Ignacio Sanchez, 50, who has a wife and three children in Mexico, said a week before Christmas that he had worked once since the beginning of the month. Rodrigo Saldaña, 41, who has a wife and five children in Ecuador, said he had not worked at all last month. Both said they had spent nights sleeping on the train or by the railroad tracks.

“Do you want to know what the worst part is?” Mr. Saldaña said. “My wife says I’m lying when I tell her there’s no more work in New York.”

Early last month, homeless-outreach workers from the city met with organizations that serve immigrant communities to hear about their work and to ask questions: Where could they go for free immigration advice? Can an illegal immigrant who has no ID get a new one at a consulate?

“There are a lot of practical issues that are very unique to the undocumented, to day laborers,” said Valeria Treves, executive director of New Immigrant Community Empowerment in Jackson Heights, Queens, one of the groups that attended the meeting. “But these guys also have incredible emotional needs.”
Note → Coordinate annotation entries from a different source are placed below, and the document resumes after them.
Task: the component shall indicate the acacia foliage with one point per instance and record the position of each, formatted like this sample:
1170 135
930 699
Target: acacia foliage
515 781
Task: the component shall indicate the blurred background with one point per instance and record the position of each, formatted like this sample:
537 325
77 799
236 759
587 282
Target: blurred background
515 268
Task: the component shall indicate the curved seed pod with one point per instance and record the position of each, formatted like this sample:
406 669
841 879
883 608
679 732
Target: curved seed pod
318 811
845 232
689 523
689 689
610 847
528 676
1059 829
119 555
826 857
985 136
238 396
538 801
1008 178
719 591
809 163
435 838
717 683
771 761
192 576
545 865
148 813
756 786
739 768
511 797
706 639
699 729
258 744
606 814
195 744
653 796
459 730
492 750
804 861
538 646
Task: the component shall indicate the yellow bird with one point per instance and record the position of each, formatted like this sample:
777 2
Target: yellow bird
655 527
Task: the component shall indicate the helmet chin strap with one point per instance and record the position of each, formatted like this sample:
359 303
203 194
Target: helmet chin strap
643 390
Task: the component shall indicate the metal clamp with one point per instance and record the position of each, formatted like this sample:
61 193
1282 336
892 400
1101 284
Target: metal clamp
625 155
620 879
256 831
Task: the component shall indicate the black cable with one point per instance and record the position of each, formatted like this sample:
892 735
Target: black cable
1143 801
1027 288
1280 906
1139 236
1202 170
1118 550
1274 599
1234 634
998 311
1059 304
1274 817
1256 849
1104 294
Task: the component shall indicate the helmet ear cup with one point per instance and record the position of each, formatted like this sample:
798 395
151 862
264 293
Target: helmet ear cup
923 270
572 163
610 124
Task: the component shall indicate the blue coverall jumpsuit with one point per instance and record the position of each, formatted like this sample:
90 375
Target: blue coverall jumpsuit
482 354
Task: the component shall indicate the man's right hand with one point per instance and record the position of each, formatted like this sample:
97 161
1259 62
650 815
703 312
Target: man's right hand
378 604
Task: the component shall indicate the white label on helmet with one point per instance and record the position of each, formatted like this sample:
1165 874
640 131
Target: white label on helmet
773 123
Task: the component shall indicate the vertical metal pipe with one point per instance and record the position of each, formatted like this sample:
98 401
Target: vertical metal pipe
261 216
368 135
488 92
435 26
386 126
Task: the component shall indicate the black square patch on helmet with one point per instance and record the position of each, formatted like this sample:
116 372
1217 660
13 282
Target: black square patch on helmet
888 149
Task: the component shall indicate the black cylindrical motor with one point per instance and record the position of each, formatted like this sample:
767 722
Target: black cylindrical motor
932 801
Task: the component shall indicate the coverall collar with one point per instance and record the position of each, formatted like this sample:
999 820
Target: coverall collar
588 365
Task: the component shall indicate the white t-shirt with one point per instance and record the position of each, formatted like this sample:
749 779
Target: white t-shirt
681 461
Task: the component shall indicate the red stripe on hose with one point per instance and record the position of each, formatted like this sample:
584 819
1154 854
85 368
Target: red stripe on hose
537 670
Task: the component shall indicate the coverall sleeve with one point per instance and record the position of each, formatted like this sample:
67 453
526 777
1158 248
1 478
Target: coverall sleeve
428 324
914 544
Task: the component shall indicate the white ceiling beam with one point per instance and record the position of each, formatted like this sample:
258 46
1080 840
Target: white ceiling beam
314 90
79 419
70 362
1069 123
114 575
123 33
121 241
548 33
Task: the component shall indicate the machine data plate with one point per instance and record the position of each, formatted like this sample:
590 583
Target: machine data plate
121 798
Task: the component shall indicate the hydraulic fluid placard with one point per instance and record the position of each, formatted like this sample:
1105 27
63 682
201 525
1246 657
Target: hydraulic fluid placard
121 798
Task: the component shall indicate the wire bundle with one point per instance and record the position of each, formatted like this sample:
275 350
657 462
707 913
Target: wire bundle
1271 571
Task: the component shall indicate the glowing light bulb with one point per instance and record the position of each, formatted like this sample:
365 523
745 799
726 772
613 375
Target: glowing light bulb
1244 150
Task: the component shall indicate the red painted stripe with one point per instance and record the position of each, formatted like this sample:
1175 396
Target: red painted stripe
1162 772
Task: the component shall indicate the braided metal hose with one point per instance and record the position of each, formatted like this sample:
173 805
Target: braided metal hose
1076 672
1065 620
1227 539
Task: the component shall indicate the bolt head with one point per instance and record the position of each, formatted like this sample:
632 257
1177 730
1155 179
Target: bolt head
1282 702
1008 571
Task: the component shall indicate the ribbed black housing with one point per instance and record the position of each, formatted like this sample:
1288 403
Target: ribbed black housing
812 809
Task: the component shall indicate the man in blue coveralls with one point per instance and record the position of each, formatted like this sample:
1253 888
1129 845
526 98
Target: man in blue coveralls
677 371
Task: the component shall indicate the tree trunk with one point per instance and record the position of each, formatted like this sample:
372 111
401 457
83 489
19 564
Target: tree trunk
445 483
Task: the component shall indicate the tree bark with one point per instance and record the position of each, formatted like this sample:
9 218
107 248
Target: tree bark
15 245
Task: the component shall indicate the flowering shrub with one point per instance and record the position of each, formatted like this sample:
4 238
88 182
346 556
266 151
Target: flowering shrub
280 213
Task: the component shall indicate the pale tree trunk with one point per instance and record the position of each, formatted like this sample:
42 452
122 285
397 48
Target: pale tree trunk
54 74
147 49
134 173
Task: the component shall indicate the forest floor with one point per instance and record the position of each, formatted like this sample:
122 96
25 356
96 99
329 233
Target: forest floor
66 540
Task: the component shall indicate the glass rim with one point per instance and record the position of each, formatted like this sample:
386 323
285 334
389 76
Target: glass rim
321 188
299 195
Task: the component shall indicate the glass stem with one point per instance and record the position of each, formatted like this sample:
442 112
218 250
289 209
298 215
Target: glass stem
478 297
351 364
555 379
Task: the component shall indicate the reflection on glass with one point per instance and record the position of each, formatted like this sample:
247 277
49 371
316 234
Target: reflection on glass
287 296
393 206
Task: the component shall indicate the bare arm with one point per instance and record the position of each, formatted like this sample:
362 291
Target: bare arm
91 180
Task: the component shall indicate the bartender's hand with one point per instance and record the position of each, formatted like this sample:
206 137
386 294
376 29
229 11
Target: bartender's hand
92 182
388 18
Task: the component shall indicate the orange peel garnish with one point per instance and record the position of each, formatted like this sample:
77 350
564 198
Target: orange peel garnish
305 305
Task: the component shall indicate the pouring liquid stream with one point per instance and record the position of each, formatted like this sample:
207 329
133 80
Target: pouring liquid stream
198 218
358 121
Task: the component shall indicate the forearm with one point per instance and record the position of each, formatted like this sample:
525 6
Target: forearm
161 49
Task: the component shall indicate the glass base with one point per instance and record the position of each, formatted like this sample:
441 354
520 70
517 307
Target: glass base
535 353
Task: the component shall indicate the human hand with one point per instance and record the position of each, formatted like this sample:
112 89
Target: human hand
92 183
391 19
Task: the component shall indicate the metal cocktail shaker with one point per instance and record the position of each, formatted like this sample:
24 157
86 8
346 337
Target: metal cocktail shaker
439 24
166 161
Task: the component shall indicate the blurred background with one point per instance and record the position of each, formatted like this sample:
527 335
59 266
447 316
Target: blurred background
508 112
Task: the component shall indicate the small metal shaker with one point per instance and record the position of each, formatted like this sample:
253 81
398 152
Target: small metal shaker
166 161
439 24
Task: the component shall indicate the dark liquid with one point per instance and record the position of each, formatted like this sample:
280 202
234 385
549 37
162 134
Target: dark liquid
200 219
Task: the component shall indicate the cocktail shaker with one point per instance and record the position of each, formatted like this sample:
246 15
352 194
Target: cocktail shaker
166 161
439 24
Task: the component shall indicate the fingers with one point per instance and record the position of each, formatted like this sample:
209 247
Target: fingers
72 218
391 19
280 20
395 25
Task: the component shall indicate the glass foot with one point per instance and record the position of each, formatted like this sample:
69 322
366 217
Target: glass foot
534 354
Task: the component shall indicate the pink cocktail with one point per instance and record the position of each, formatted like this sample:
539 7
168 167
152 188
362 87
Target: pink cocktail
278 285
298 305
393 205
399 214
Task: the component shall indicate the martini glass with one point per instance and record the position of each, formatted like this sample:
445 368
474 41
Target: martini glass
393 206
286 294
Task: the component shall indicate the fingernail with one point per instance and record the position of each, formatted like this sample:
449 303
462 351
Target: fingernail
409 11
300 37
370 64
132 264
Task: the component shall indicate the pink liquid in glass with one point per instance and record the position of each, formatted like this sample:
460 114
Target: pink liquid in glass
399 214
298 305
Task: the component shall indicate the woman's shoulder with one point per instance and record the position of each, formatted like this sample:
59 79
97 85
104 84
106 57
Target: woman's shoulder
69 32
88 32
Sipping coffee at a Colombian bakery on Roosevelt Avenue, Mr. Saldaña, Mr. Sanchez and Carlos Orellana, an Ecuadorean who has worked for 14 years as a day laborer, told of the sadness of being far from their children, whom they have watched grow in pictures that come with the occasional letter from home.

At least there was a sense of empowerment while they were able to provide for them, they said. “We were the men of the family,” said Mr. Orellana, 40. But now that they have no money, all they are left with is disappointment and shame, he said.

By the railroad tracks, the ground was sprinkled with the instruments of coping: empty beer bottles, a tattered Bible, a crumpled picture of a young boy. A toy skull hovered over a mattress, dangling from a string tied to the tip of a rod, in a sight at once funny and macabre.

During the day, the place was empty. The only noise came from the hum of passing cars on the streets above and the rumble of the 7 train, visible in the distance.

“That’s how we live,” Mr. Orellana said.

His eyes cast on the tracks beneath his feet, Mr. Sanchez interjected, “This is no life.”